The Zika virus is mainly transmitted through the Aedes Aegypti mosquito, which also carries dengue fever. The virus has been linked to microcephaly- a condition that causes babies to be born with unusually small heads and, in vast majority of cases, damaged brains. Currently, there is no vaccine or specific medicine to treat Zika.
The Zika virus is characterised by a low grade fever (from 37.5 degree Celsius to 38 degree Celsius). The symptoms are similar to other arbovirus infections such as dengue and include skin rashes, muscle pain, joint pain with possible swelling (notable of the small joints of the hands and feet), headaches, conjunctivitis and malaise. The incubation period is usually between three and 12 days.
Pregnant women suspected of carrying the Zika virus must get ultrasound scans to detect congenital microcephaly in babies.
Suspected cases of the Zika virus include people who are travelling from Zika-hit regions, those who have at least two out of the above-mentioned clinical symptoms and those who have Guillain Barre syndrome and microcephaly, among others.

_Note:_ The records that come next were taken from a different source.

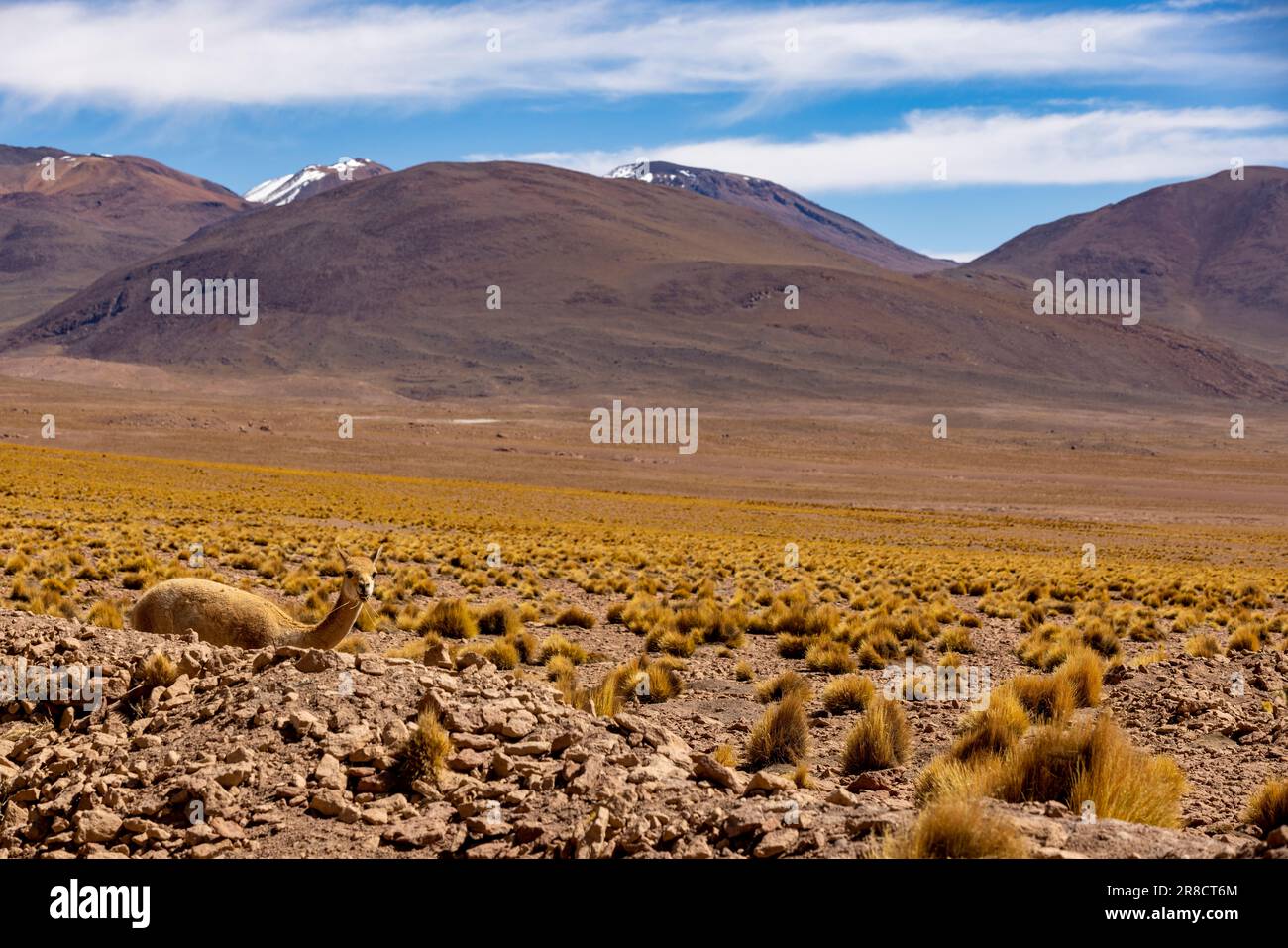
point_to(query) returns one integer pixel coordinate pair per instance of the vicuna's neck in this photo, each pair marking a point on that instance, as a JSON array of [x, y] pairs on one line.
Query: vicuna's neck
[[338, 623]]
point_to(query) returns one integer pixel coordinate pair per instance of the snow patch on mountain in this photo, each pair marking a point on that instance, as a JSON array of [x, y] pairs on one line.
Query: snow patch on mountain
[[284, 189]]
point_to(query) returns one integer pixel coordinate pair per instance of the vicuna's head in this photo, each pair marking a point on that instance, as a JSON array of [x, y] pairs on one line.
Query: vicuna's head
[[360, 575]]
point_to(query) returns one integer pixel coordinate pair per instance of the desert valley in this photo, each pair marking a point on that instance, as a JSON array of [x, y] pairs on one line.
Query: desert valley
[[589, 647]]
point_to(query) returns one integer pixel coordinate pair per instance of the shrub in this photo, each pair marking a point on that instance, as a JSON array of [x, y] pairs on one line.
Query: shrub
[[1267, 806], [450, 618], [960, 828], [781, 736], [992, 730], [559, 646], [500, 618], [424, 754], [877, 741], [1044, 697], [576, 616], [1203, 646], [1094, 763], [828, 655], [848, 693], [156, 672], [781, 685]]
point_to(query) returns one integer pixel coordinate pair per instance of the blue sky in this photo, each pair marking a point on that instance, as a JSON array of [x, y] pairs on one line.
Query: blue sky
[[1031, 111]]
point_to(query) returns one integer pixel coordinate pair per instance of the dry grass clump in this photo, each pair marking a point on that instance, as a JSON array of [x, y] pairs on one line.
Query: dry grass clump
[[355, 644], [500, 618], [945, 776], [1245, 638], [156, 672], [956, 639], [642, 681], [424, 754], [106, 613], [1043, 697], [1094, 763], [828, 655], [1203, 646], [576, 616], [995, 729], [502, 653], [848, 693], [1085, 673], [958, 828], [528, 647], [450, 618], [1267, 806], [879, 740], [559, 646], [781, 685], [724, 754], [781, 736]]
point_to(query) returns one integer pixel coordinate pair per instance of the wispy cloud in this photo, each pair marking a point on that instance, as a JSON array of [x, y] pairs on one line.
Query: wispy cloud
[[1090, 147], [291, 52]]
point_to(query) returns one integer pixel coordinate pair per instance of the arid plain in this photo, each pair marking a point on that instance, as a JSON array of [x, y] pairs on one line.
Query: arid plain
[[532, 579]]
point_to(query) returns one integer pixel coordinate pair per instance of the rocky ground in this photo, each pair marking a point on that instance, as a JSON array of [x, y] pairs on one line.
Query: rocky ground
[[291, 753]]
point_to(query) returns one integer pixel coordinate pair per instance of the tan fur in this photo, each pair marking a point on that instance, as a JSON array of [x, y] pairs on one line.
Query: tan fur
[[226, 616]]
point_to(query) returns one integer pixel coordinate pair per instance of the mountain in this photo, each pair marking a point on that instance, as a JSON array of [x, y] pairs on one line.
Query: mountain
[[1210, 254], [314, 179], [786, 207], [67, 219], [606, 291]]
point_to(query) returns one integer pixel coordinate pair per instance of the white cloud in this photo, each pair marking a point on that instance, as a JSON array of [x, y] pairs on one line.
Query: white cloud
[[1091, 147], [284, 52]]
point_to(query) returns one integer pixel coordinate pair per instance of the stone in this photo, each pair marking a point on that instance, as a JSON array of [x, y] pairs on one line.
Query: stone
[[707, 768], [331, 804], [776, 843], [767, 784], [97, 826]]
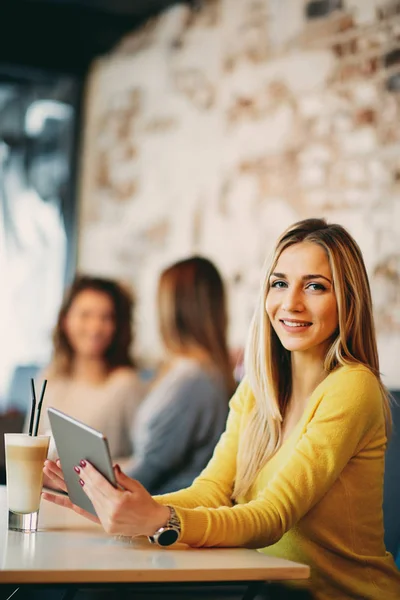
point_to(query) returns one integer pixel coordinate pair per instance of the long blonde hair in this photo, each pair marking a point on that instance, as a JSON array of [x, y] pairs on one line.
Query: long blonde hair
[[267, 362], [193, 315], [118, 352]]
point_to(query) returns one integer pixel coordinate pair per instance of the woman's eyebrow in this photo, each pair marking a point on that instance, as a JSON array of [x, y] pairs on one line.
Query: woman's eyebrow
[[304, 278]]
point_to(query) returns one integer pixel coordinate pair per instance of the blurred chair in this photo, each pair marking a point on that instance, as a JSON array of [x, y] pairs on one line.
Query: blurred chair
[[391, 490]]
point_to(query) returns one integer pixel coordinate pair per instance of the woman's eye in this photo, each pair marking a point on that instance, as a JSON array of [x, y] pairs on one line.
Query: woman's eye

According to the MoH, no cases of Zika fever have been reported in Vietnam so far. As there is no vaccine against the virus, the best modes of prevention are to kill mosquitoes and lower the risk of being bitten.
Zika virus was first indentified in Uganda in 1947 in rhesus monkeys. It was identified in humans five years later in Uganda and Tanzania .
The World Health Organisation said the Zika virus is spreading explosively. By January 19, 27 countries and territories worldwide had confirmed Zika infections.